My Brain Is Hanging Upside Down

I wrote this at the turn of the 90s, for the school paper at UCLA. My submitted title was "My Brain Is Hanging Upside Down", the title of the Ramones song about Reagan's laying a wreath at a cemetary where German SS were buried.

Oh, for those heady carefree days!

 

Jews in Europe still fear Anti-Semitism

A friend of mine was recently in Europe on business. He told me of an experience he had in a Salzburg beerhall.

Sitting next to him in the crowded hall was an old man. This old man began talking to my friend in that outgoing, slightly insistent manner that the elderly sometimes possess. From his youthful point of view, my friend could not be quite sure whether this old fellow’s undisciplined ramblings were due to the passage of time taking its toll on his faculties, or whether the wisdom of his years had prompted the elimination of the trivial social barriers that plague the rest of us.

My friend was listening half­heartedly to the old man’s discourse about his family, about Salzburg, about beer. He proudly proclaimed his age to be eighty. Immediately, my friend’s mind began to calculate: eighty years old. 1990. The Anschluss was 1938. This old man was twenty-eight when the Germans marched into Austria, promising the eager and cheering population that they would be partners in the glorious Third Reich.

The old man’s advanced years were evident to my friend from the outset, of course, but there’s nothing like cold hard numbers to trigger fears that could have otherwise been evaded.

The old man scrutinized my friend. “Spanish?” he asked. My friend looked away from the old man’s gaze. “No,” he said, “American”. My friend is Jewish, sharing with others of Mediterranean origin deep eyes and dark complexion. And so while telling a complete truth, my friend hid the answer that he reflexively feared the old man was looking for.

My friend had arrived in Salzburg from Stuttgart in neighboring Germany. He has business and social ties to the tiny, surviving Jewish community there. The individuals he knows have various strategies of dealing with their lot; of living in a land, on a continent, that is little more than a mass grave for their murdered nation.

Some people proclaim their German-ness hoping that all can hear. They are successful members of the German establishment, hiding their identity as best they can so as not to arouse the anger of their German hosts. “The Germans don’t want to hear about it, and the few of us who remain are terrified of getting them started again,” seems to be their argument. Others, fearing the establishment will never fully welcome them, yet equally fearful of abandoning their identity, remain on the very fringes of society, thinking their invisibility to be mutually beneficial: freedom from guilt and anger for the Germans, and freedom to survive for the Jews.

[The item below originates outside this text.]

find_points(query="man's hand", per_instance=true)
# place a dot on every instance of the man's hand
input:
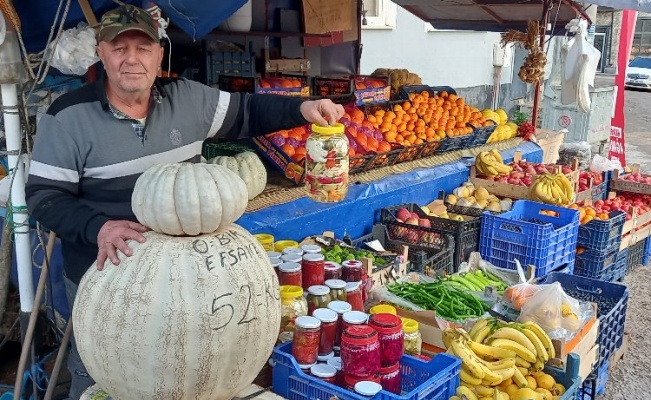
(113, 236)
(315, 111)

Both strategies stem from the same reasoning, of course, and both methods, throughout history, have invariably failed, If Jews, out of fear, align themselves with the established order, the disenfranchised Left labels them “Zionist conspirators” and “financiers” in a monarchist/capitalist nation, while the disenfranchised Right labels them “Bolsheviks” and “Power hungry” in a socialist nation.

If Jews keep to themselves and their own, the disenfranchised left brands them “aloof” and “enemies of the revolution” in a monarchist/capitalist nation, while the disenfranchised Right labels them “foreign elements” and “unpatriotic” in a socialist nation. And so policies of terror and hate against the Jews are continually re-legitimized as power shifts from camp to camp.

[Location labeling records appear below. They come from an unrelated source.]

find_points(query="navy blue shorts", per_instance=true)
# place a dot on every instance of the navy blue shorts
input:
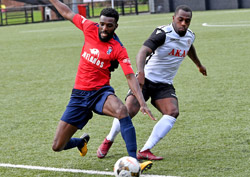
(82, 103)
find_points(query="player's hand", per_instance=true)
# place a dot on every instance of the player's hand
(203, 70)
(145, 110)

In Europe today, these historical trends continue in a most predictable fashion. New Rightwing nationalist parties in Hungary, Romania, and elsewhere have begun anti-Jewish campaigns in their demagogic efforts to gain power, impli­cating once fringe, now establishment-Jews who have become part of the Communist machinery in the postwar period. These Jews entered the establishment in order to ease the hostility of the Leftist elite that would otherwise have accused them of not supporting the workers’ state. Now, they are paying the price for acting on their fears, and they are scared once again. The cycle continues.

Austria has elected a president suspected, even at the time of his campaign, of being a Nazi actively involved in the deportation of Jews to the death camps. In France, a Nazi sympathizer is gaining popular support, setting into motion a moral drift that has thus far targeted only the Jewish dead, but soon enough may target the living.

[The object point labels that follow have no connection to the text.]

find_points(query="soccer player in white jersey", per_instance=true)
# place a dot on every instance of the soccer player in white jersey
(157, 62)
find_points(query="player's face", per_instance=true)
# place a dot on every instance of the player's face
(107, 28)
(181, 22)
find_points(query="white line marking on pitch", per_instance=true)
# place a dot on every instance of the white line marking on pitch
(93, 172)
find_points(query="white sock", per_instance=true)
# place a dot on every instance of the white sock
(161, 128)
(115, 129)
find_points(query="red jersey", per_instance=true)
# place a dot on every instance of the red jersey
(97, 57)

Right wing groups in the Russian Republic have employed threats and intimidation, and sometimes violence against re-emerging Jewish organizations and individuals. In Poland, they have added a new twist to their famed legacy of anti­Jewish sentiment: Jew-hating without Jews to hate.

It remains to be seen what the reunification of Germany will bring to that land and to the rest of Europe. But, interestingly enough, should the Right rise to power once again, their inevitable accusations against the Jews will, for once, probably be accurate: “The Jews were against our reunification!”

Of course, the old man talking to my friend in that Salzburg beerhall was very possibly just a friendly, lonely old soul, looking for someone to talk to, genuinely curious about the national origins of a foreign-looking young man sit­ting next to him. But then again, maybe he wasn’t.